Auf der Nordseite des Atriums befindet sich das Tablinum des Hausherrn. Auf der gegenüberliegenden Seite öffnete sich ein Durchgang ursprünglich auf ein quadratisches Peristyl (c), das während der Bourbonenzeit ausgegraben, später aber wieder zugeschüttet und noch nicht wieder erforscht wurde.

Das große Triclinium und die umliegenden Räume (d) datieren aus der Mitte des ersten Jahrhunderts n. Chr. Es ist im Phantasiestil (Vierter pompejanischer Stil, ab 50 n. Chr.) reich verziert mit mythologischen Szenen, die blau auf gelbem und rotem Grund über einem unteren roten und schwarzen Dekorfries gerahmt sind. Das zentrale Bild an der Rückwand zeigt Ariadne, die von Theseus auf der Insel Naxos verlassen wurde. Im selben Raum befanden sich zwischen detailreichen Mustern auch die herausgebrochenen Fresken von Lykurgus und Ambrosia an der Ostwand und Hippolytus und Phaedra im Westen. Die kleineren Räume um das Triclinium herum haben Wände in Rot oder Gelb mit minimalistischem Dekor, bestehend aus Cupidos, Flugfiguren, Miniaturlandschaften und Medaillons mit Büsten. Einer dieser Räume hat ein ungewöhnliches gefliestes Muster. Über einem roten Zierfries enthalten die Kacheln bemalte Frauenfiguren und Putten in einer Abfolge, die alle vier Reihen wiederholt wird. Die erste Reihe zeigt abwechselnd weibliche Figuren und Vögel, gefolgt von Vögeln und Blumen in der zweiten, Blumen und Medaillons in der dritten Reihe und einer letzten, die mit Rosen durchsetzt ist.

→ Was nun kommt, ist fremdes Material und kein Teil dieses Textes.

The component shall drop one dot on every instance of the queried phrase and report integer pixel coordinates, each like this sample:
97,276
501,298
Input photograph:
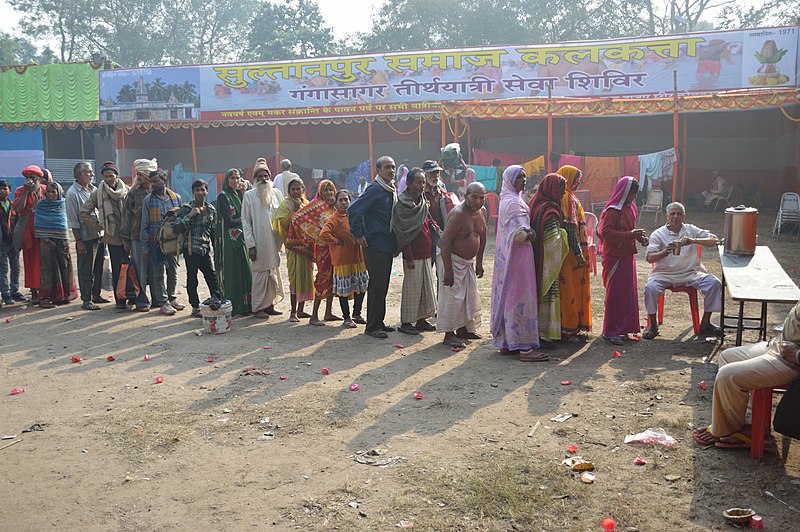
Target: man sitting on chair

In der Nähe befinden sich zwei Diaetae, die auf beiden Seiten eines Sommertricliniums platziert sind (e). Beide Räume sind im Phantasiestil bemalt mit einer Mischung aus Landschaften und Tieren wie Grillen, Vögel und Schmetterlingen. Die Palästra (f) befindet sich am westlichen Ende der Villa und wurde dem Gebäude erst kurz vor dem Vesuv-Ausbruch hinzugefügt. Sie war etwa 104 Meter lang und 81 Meter breit, nach Vitruv die empfohlene Größe eines solchen Platzes. Die offene Fläche war von einer Kolonnade umgeben, die aus über 100 mit weißem Stuck bedeckten Säulen bestand. Im Jahr 2007 wurde ein großer Garten in der Palästra gefunden. Im Laufe des Jahres 2009 wurde die gesamte Gartenfläche von vulkanischem Schutt befreit und die Fläche so gerastert, dass Pflanzenbeete, Sträucher und Bäume sowie Garteneinrichtungen (Brunnen, Zisternen und Randsteine für Beete) erfasst werden konnten. So wird es möglich sein, Pflanzen und Bäume zu identifizieren, die zum Zeitpunkt des Ausbruchs dort gewachsen sind. Die Villa hatte eine eigene private Therme (i). Obwohl kleiner als die in anderen Villen in Stabiae, findet sich die vollständige Abfolge von Tepidarium, Caldarium und Frigidarium. An der südöstlichen Grundstücksgrenze lagen zahlreiche Versorgungsbereiche sowie Stallungen und Wirtschaftsgebäude (h).

Zweiter Komplex

Die so bezeichnete, schlechter erhaltene Villa befindet sich direkt neben der Villa Adrianna, von dieser nur durch eine schmale Gasse getrennt. Neuere Ausgrabungen ab 1967 brachten einen Teil des Peristyls und eine Reihe von Räumen zu Tage, die sich von der West- und Nordseite öffneten. Leider wurde einer dieser Räume, ein Oecus, später durch einen Erdrutsch zerstört. Die ursprüngliche Villa scheint um das große rechteckige Peristyl (a) herum gebaut worden zu sein, an dessen westlichem Ende ein heute wieder zugeschütteter, quadratischer Fischteich (b) lag. Zu den südlich angrenzenden Räumen gehörten eine Küche und die privaten Thermen der Villa, bestehend aus einem Caldarium (c) mit einer Apsis am nördlichen Ende und einem Bad an der Südseite, einem Tepidarium (d) mit einem Bad und einem weiteren Raum (e) mit einer kreisförmigen Kuppel, wahrscheinlich einem Laconicum. Die Kolonnade an der Nordseite des Peristyls besteht aus vierzehn stuckierten Säulen. Ein größerer Abstand in der nördlichen Säulenreihe markiert die Lage eines großen Tricliniums (f), das von einer Reihe von Räumen und Verbindungsgängen flankiert wird. Von der Wanddekoration in diesem Teil des Hauses ist wenig erhalten geblieben; die Mosaikböden hingegen waren in einem guten Zustand und befinden sich heute im Archäologischen Nationalmuseum in Neapel. Der weiße Mosaikboden mit einem zentralen, rechteckigen Bildfeld mit figürlichen Motiven war von einem schwarz-weißen Mäander begrenzt.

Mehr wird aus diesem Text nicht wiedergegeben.